Trabecular Bone Score Improves Fracture Risk Discrimination in Postmenopausal Rheumatoid Arthritis Patients Receiving Glucocorticoids

Ratthanin Ruangnopparut,¹ Suranut Charoensri,² Dueanchonnee Sribenjalak,² Daris Theerakulpisut,³ Chatlert Pongchaiyakul²

¹Department of Medicine, Faculty of Medicine, Khon Kaen University, Khon Kaen, Thailand; ²Division of Endocrinology and Metabolism, Department of Medicine, Faculty of Medicine, Khon Kaen University, Khon Kaen, Thailand; ³Division of Nuclear Medicine, Department of Radiology, Faculty of Medicine, Khon Kaen University, Khon Kaen, Thailand

Correspondence: Suranut Charoensri, Division of Endocrinology and Metabolism, Department of Medicine, Faculty of Medicine, Khon Kaen University, Khon Kaen, 40002, Thailand, Email [email protected]

Background: Bone mineral density (BMD) might not be a sensitive tool for predicting osteoporotic fracture risk among patients with rheumatoid arthritis (RA), especially when receiving glucocorticoids. Trabecular bone score (TBS), which has emerged as a new assessment technique representing bone microarchitecture and strength, may be considered an alternative approach.
Materials and Methods: In this cross-sectional analytical study, postmenopausal RA patients receiving glucocorticoids were identified from the postmenopause BMD database. The database included clinical data of postmenopausal outpatients who had at least one BMD measurement between January 2014 and December 2017. TBS was calculated from lumbar spine BMD with the microarchitecture assessment software. The presence of osteoporotic fractures, either vertebral or non-vertebral, was identified at the time of BMD measurement.
Results: A total of 64 postmenopausal RA patients receiving glucocorticoids were included. The TBS values were inversely associated with osteoporotic fractures, with a TBS cut-off of less than 1.24, showing the best accuracy with a sensitivity of 79% and a specificity of 84% in discriminating fractures. This newly proposed TBS threshold combined with a BMD T-score of − 2.5 or less demonstrated a greater area under receiver operating characteristic curve in identifying patients with osteoporotic fractures than the BMD threshold alone (p value = 0.003).
Conclusion: The reduction in TBS was associated with an osteoporotic fracture in postmenopausal RA patients receiving glucocorticoids. Combining TBS and BMD in these patients incrementally improves fracture risk discrimination and may serve as a supplementary tool in identifying patients at greatest risk of osteoporotic fracture.

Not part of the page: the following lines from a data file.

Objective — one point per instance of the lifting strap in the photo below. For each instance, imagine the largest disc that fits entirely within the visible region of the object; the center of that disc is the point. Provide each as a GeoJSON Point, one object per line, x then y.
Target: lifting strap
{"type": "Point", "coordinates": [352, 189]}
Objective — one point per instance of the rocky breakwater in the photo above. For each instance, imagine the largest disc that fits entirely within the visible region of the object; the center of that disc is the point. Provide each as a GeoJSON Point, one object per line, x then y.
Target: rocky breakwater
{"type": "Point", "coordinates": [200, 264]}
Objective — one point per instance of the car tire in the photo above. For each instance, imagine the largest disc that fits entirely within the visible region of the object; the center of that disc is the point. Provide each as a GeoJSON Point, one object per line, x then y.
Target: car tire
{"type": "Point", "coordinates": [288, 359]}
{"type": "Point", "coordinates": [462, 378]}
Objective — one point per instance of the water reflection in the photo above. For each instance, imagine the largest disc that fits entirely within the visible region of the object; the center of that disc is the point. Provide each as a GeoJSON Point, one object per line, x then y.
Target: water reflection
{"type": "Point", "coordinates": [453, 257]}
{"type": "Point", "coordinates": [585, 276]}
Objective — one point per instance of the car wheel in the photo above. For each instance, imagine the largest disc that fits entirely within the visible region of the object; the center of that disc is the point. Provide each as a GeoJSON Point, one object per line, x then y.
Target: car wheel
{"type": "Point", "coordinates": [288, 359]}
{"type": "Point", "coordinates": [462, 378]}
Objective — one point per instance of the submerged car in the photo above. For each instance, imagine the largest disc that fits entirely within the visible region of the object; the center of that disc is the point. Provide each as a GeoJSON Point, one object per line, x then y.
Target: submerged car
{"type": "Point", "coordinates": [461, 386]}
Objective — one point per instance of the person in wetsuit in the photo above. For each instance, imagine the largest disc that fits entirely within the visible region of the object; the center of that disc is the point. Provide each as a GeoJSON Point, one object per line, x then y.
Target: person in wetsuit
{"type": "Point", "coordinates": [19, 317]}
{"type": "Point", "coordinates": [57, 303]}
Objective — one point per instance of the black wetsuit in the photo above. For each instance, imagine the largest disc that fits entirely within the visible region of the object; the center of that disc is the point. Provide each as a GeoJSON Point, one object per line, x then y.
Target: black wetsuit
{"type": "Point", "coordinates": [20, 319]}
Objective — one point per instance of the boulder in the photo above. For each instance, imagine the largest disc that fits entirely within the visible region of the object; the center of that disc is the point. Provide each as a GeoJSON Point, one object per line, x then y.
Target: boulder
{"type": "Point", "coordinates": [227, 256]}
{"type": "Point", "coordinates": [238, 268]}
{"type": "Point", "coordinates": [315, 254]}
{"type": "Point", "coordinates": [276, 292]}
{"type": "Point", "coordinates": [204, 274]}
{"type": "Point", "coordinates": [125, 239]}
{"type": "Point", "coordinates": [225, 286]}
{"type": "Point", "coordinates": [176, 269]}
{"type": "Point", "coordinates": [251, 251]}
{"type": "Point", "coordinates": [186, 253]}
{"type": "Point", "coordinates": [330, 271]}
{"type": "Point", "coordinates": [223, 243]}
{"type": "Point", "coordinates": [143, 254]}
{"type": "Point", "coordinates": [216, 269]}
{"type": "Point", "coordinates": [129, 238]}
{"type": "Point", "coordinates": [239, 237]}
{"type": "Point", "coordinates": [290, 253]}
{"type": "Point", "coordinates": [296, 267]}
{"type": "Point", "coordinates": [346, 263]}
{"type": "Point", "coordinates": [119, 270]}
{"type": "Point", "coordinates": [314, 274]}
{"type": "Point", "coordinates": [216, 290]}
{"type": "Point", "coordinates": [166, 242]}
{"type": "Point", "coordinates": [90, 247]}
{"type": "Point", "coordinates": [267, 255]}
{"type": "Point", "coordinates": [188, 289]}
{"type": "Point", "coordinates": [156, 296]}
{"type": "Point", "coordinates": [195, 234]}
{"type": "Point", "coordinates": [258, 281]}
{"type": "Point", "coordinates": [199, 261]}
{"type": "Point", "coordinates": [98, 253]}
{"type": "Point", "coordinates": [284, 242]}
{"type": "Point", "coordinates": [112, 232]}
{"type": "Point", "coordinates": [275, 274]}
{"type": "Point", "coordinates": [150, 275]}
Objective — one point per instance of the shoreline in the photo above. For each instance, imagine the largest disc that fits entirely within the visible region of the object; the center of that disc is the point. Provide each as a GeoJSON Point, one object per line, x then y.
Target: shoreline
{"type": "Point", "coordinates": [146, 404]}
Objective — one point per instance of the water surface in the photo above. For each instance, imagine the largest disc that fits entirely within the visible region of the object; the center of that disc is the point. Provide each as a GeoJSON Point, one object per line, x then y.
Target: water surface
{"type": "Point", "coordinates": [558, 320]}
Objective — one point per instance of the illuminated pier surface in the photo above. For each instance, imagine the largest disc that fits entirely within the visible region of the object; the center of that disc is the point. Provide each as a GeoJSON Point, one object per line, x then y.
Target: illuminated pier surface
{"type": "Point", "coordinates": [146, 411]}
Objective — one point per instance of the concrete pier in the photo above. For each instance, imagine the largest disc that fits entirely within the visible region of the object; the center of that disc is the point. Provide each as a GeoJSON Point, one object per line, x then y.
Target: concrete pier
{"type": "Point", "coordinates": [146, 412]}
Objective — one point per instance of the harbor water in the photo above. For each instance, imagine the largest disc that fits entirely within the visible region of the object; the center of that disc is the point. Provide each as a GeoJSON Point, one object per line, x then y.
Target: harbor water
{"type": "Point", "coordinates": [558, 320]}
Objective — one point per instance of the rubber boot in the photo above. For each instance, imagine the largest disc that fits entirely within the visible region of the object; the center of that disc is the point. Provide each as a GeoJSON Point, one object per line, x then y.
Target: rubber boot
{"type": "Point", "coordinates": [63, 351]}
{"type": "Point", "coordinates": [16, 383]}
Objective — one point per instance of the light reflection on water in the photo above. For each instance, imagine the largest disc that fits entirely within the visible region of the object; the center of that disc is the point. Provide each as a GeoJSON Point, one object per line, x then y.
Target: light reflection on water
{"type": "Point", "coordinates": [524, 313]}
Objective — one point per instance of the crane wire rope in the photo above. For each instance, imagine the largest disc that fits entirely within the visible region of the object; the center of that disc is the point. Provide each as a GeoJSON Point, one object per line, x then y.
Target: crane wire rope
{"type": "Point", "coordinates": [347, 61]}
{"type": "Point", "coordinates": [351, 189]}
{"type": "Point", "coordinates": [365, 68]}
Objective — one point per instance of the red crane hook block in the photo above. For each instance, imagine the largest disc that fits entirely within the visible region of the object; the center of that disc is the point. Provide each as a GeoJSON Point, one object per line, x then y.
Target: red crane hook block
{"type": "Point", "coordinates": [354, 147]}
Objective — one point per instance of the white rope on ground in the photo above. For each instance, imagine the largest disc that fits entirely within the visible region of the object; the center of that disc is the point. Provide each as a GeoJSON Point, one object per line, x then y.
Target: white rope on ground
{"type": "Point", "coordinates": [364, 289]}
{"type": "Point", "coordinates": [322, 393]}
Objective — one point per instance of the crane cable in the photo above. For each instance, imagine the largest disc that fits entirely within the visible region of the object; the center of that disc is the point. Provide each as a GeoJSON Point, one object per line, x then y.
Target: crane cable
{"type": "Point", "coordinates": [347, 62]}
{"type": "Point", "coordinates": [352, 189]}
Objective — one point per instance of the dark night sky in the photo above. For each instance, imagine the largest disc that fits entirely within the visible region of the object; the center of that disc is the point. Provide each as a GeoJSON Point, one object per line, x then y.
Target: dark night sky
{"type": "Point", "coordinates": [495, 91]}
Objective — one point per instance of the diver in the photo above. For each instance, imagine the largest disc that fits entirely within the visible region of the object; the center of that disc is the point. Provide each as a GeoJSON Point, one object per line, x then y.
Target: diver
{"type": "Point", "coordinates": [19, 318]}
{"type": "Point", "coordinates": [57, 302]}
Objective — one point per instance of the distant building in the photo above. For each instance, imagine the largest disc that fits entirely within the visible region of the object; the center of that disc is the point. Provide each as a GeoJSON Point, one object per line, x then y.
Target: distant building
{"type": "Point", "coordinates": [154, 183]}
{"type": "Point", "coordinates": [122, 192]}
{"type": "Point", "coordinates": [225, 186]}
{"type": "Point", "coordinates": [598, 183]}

Keywords: bone mineral density, trabecular bone score, osteoporotic fractures, rheumatoid arthritis, glucocorticoids

Introduction

Osteoporosis is an important problem in the elderly, particularly among postmenopausal women. It is characterized by the deterioration of bone mass and microarchitecture, which subsequently elevates the risk of osteoporotic fractures and associated complications.^1,2 Rheumatoid arthritis (RA) is one of the major risk factors of osteoporosis due to chronic inflammation, limitation of mobility, and concomitant glucocorticoid treatment. Patients with RA are more susceptible to developing skeletal consequences, including osteoporotic fracture, than those without RA.^3,4

Bone mineral density (BMD), measured by dual-energy X-ray absorptiometry (DXA), serves as a diagnostic tool for osteoporosis.⁵ However, some patients exhibit increased fracture risk despite having normal BMD,⁶ especially in those receiving chronic glucocorticoid therapy.⁷ The rapid onset of bone loss and increased fragility fracture is observed when glucocorticoid therapy is initiated, and these risks escalate with higher doses and longer durations of treatment.^8,9 It is important to note that glucocorticoids have an impact on fracture risk that is independent of BMD.¹⁰ Therefore, relying solely on BMD measurements is not the most effective way to predict fracture risk in glucocorticoid-induced osteoporosis.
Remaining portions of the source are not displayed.